VARIOUS political parties and celebrities yesterday urged the youth to be responsible citizens and to learn from the class of '76.

Several political leaders expressed this message during the unveiling of tombstones of Soweto uprisings student leaders Tsietsi Mashinini and Khotso Seatlholo at Avalon Cemetery in Soweto.

The unveiling was part of the 35th anniversary commemoration of the uprising.

On June 16 1976 Mashinini and Seatlholo were among the organisers of a march by Soweto students protesting against the use of Afrikaans as a medium of instruction. The march ended with the fatal shooting of 13-year-old Hector Pieterson and many others, while hundreds of unarmed youths were wounded by apartheid security forces.

Mashinini and Seatlholo were buried side by side.

Mashinini's brother Mpho said: "They lived in the Struggle together as comrades. It is good for them that today they are remembered as heroes who are among those who fought for the liberation of this country."
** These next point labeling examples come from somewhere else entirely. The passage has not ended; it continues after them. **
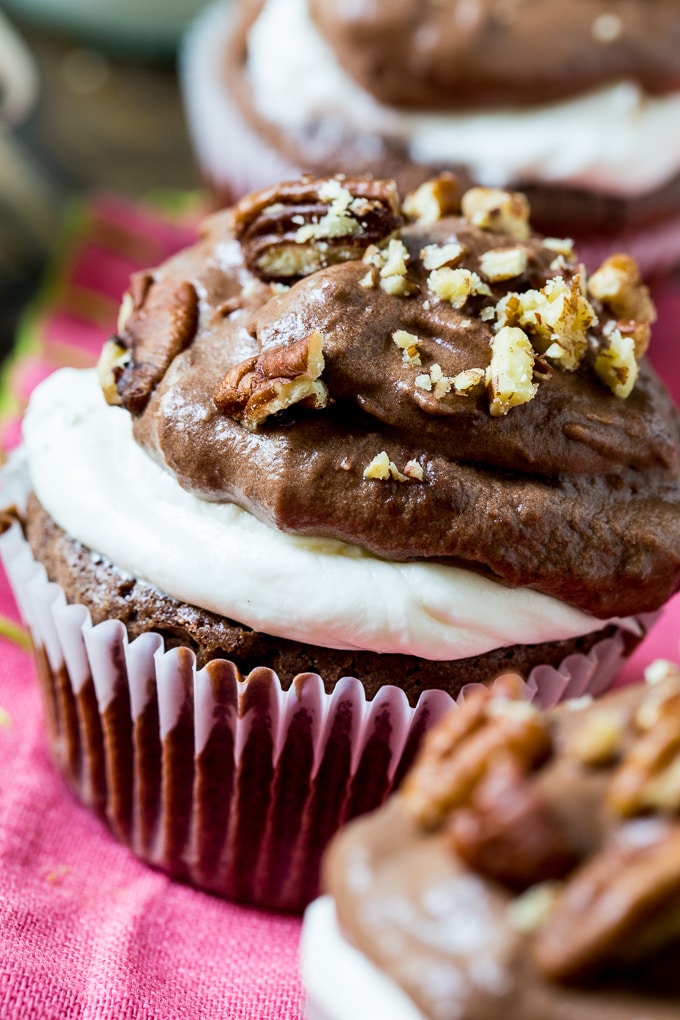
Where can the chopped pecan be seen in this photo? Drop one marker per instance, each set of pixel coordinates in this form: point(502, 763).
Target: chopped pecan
point(433, 199)
point(261, 387)
point(457, 754)
point(509, 831)
point(292, 230)
point(598, 740)
point(619, 907)
point(648, 777)
point(494, 209)
point(156, 325)
point(617, 285)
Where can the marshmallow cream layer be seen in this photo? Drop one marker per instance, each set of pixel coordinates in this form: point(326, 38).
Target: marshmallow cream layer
point(616, 140)
point(341, 981)
point(103, 490)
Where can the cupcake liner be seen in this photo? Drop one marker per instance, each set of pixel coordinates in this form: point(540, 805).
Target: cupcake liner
point(234, 784)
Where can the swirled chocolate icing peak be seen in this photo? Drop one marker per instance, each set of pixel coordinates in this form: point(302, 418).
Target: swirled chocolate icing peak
point(453, 389)
point(465, 53)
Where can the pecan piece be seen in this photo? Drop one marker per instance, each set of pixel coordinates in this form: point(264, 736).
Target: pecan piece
point(292, 230)
point(621, 906)
point(648, 777)
point(457, 754)
point(509, 831)
point(158, 320)
point(261, 387)
point(617, 284)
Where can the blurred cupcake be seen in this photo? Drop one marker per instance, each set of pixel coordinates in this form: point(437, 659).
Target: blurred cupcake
point(577, 107)
point(528, 868)
point(345, 456)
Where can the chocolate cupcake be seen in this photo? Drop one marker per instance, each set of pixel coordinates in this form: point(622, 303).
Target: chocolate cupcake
point(527, 868)
point(577, 106)
point(345, 456)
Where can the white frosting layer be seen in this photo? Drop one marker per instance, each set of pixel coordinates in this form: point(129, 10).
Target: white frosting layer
point(341, 982)
point(616, 140)
point(103, 489)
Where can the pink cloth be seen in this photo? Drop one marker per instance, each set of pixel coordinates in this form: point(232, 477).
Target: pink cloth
point(86, 930)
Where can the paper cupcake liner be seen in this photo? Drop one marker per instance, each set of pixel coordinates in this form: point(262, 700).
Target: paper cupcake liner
point(234, 784)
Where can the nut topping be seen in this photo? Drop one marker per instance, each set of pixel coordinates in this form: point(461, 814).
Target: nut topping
point(618, 286)
point(493, 209)
point(457, 754)
point(648, 777)
point(433, 199)
point(261, 387)
point(158, 323)
point(510, 374)
point(509, 832)
point(619, 907)
point(293, 230)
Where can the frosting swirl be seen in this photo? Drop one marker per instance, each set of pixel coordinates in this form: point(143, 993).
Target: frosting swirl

Bontle Setshogoe, who represented the ANC, said: "Our black children have lost the moral fibre and need to stop all their wrongdoings. Today the entire world is looking upon us as role models, and our children need to improve their behaviour."

Azapo's Strike Thokoana said: "The language of the oppressor became a spark of the revolution to liberate our country. This country must not forget other fallen heroes like Mbuyisa Makhubu, who also contributed on that fateful day."

PAC spokesperson Lehlohonolo Shale said: "We salute our heroes. Today the majority of our people are living in poverty and many are landless. It is sad that after 17 years of democracy, 76percent of our land is still in the hands of a minority."

Speaking during a wreath-laying ceremony at the Hector Pieterson Memorial in Orlando West, Gauteng Premier Nomvula Mokonyane said "the fact that there is a nonracial education system today is a victory for the youth of 1976".

National Youth Development Agency chairperson in Gauteng, Simon Molefe, encouraged learners to take education seriously.

Molefe lashed out at learners who are normally seen drinking alcohol at Ghandi Square in Johannesburg on Fridays.

Various celebrities and athletes took part in a march from Morris Isaacson High School in Jabavu to Phefeni Junior Secondary in Orlando West, Soweto.

Among them were former Miss SA Joan Ramagoshi-Madibeng, TV and radio presenters, kwaito "king"Arthur Mafokate and football stars including Orlando Pirates player Tlou Segolela and Platinum Stars' Thuso Phala.

They all participated in the march clad in school uniforms.

Metro FM presenter Azania Ndoro said: "We are here in Soweto today to remind ourselves where we come from. What we need to ask ourselves today is if the youth of 1976 could face the brutality of the apartheid regime, what could prevent us from fighting crime such as rape, women and child abuse?"

Ramagoshi-Madibeng said: "They fought to ensure that today's youth is free. I could not miss this chance to pay respect to them."